Posted by inet - 2005-10-19

SAN JOSE, Calif. — Als the fab-tool industry appears to have stalled, North American-based manufacturers of semiconductor equipment posted a book-to-bill ratio of 1.02 in September, down from 1.05 in August, according to the Semiconductor Equipment and Materials International (SEMI) trade group.

A book-to-bill of 1.02 means that $102 worth of orders were received for every $100 of product billed for the month. The SEMI book-to-bill is a ratio of three-month moving averages of worldwide bookings and billings for North American-based semiconductor equipment manufacturers.

In August, the book-to-bill ratio for North American-based suppliers of semiconductor equipment went above parity for the first time in recent memory, but the industry remains in a slump. North American-based manufacturers of semiconductor equipment posted a book-to-bill ratio of 1.05 in August, up from 0.93 in July, according to SEMI (San Jose).

"The book-to-bill ratio is above parity for the second month sequentially, with bookings and billings remaining essentially unchanged from the prior three-month average period," said Stanley T. Myers, president and CEO of SEMI, in a statement. "Chipmakers are currently maintaining conservative spending patterns although we see indications of improving capacity utilization levels."

The three-month average of worldwide bookings was $1.09 billion in September, down 1 percent below the revised August 2005 level of $1.10 billion and 19 percent below the $1.35 billion in orders posted in September 2004.

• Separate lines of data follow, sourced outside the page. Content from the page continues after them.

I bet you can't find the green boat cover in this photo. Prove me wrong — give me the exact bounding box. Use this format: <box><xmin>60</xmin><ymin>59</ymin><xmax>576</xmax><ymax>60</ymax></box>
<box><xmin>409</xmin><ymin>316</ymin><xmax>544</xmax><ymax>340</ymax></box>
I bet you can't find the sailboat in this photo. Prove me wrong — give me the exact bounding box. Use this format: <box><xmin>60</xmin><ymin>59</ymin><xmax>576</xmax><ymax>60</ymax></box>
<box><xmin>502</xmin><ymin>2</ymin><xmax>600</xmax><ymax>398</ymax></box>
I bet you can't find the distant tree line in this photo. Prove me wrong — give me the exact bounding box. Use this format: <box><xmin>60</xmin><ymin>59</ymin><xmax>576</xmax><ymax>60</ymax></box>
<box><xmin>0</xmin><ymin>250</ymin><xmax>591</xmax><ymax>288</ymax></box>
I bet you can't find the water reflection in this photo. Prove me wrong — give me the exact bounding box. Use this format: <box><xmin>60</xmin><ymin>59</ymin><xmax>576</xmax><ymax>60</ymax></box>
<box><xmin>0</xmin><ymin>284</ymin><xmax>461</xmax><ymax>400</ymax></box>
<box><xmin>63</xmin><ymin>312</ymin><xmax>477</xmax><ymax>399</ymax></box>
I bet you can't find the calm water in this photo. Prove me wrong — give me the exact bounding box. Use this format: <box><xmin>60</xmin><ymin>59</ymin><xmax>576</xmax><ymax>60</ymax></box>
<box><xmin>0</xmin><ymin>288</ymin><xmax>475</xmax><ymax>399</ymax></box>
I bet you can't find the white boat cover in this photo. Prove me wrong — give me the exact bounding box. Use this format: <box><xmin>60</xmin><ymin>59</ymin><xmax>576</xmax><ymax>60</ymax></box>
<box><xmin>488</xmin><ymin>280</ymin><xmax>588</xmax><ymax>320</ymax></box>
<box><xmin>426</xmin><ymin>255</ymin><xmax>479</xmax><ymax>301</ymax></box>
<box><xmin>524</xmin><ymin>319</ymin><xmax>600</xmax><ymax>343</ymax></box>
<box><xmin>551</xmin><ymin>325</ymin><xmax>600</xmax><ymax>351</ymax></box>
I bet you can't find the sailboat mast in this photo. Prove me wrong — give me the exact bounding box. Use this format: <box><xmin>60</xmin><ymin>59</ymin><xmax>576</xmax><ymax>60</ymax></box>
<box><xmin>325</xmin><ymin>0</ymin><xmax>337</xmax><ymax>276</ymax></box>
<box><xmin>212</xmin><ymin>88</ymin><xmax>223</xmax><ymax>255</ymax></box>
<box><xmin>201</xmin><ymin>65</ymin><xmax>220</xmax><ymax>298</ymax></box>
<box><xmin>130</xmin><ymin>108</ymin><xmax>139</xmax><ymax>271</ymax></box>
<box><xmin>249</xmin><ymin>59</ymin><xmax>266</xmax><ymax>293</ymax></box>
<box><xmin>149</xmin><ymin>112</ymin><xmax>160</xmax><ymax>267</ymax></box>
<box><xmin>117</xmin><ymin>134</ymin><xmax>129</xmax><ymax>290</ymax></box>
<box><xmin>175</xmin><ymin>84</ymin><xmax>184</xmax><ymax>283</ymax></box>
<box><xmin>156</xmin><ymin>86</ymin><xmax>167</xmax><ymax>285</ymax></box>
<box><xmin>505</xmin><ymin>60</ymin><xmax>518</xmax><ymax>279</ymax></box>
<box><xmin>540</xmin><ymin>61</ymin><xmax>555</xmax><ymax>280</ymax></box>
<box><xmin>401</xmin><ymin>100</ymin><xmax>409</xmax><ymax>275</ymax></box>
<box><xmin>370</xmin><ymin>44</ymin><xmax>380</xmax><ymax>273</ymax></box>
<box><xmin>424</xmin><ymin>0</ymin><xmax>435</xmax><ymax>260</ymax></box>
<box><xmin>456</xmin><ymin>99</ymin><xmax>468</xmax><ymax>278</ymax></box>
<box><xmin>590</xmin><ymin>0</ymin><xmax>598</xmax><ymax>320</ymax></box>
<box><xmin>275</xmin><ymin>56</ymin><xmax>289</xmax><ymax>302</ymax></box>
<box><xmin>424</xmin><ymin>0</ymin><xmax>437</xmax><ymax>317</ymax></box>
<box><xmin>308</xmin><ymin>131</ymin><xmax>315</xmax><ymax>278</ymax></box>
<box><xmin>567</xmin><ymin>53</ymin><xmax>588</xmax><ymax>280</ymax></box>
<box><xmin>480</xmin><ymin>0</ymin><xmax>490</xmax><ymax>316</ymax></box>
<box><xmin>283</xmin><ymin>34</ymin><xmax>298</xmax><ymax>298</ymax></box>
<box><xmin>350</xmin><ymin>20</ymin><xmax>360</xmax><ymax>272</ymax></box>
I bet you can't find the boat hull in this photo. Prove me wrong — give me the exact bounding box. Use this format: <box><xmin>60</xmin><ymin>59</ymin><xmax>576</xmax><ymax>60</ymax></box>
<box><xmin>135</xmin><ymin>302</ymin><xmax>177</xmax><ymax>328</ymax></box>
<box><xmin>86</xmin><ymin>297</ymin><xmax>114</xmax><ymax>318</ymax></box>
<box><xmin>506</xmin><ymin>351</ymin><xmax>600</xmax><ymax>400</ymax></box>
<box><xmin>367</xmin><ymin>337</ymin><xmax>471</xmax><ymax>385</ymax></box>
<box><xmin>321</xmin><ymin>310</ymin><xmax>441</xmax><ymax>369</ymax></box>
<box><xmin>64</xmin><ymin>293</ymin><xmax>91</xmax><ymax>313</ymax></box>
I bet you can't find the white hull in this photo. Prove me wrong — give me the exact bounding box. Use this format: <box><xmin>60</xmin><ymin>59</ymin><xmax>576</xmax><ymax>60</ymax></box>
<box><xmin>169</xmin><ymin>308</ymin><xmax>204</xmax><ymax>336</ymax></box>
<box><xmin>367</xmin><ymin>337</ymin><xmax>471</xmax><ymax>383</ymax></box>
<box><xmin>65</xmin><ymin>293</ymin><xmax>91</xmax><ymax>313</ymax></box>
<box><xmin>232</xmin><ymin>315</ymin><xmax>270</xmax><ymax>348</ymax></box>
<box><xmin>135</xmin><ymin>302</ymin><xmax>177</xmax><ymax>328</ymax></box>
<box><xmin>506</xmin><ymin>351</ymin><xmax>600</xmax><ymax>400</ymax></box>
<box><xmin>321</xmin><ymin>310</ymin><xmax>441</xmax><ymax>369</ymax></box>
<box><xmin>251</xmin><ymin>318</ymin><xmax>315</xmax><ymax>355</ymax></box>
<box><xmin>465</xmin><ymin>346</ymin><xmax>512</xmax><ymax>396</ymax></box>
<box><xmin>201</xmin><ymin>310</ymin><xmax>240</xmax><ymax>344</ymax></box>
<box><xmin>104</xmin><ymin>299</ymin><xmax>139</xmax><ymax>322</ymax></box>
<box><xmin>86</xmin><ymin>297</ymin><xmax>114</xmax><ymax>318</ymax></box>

The three-month average of worldwide billings in September 2005 was $1.07 billion. The billings figure is one percent above the revised August 2005 level of $1.06 billion and 26 percent below the September 2004 billings level of $1.44 billion.

Chip-equipment makers have reported mixed results over the last week. Lithography equipment company ASML Holding NV last week claimed it is leading in the race to offer scanners for 45-nm chip manufacturing as it produced a steady, if unspectacular, set of financial results for the third quarter of 2005.

During a conference call last week, ASML said it sees a flat Q4. The company also confused the market by projecting growth in 2006 despite having a flattish sales forecast for next year.

Eric Meurice, president and chief executive of ASML, indicated that the equipment market in 2006 could resemble that of 2005. “The first half of 2006 looks strong,” he said, noting that the market looks uncertain — if not slow — in the second of 2006.

On Monday (Oct. 18), Novellus Systems Corp. missed its forecast for the third quarter, causing its stock to drop over 12 percent by Tuesday (Oct. 19).

“Our analysis shows that Novellus' overall market share is stronger with memory customers than it is with logic customers,” said Bill Lu, an analyst with Piper Jaffray. “In a nutshell, the company does better with HDP-CVD (memory) than with PECVD (logic), and while electroplating (logic) market share helps to offset some of the difference, we don't believe the electroplating market is big enough.”

Novellus’ Q4 forecast calls for orders to be flat-to-up 10 percent ($287-to-$316 million), shipments and revenues down 5-to-10 percent and EPS of $0.15-to-$0.17. Wall Street expected an EPS of $0.24 on sales of $331 million for Q4, said Avinash Kant, who watches the fab-tool industry for investment banking firm Adams Harkness Inc., in a report.

Even the “small caps” are taking a hit. “We are lowering our recommendation on Zygo Corporation to a ‘Hold’ from a ‘Buy,’ ” said Darice Liu, an analyst with Maxim Group LLC. “While it is our belief that business remains strong and that the upcoming quarter is intact, we believe that investors should wait for a more favorable entry point.”

Metrology vendor Zygo will report its results on Oct. 27. “The company continues to outperform the semicap industry and has been focused on expanding its product portfolio and gaining market share,” Liu said.

“In the past two years, the company has added Nikon (for its 193-nm platform -- dry and wet) and Intralase to its revenue generating customer list,” he said. “It has also expanded into the semiconductor OEM world with its back end metrology tool and is currently making strides with a large North American IDM.”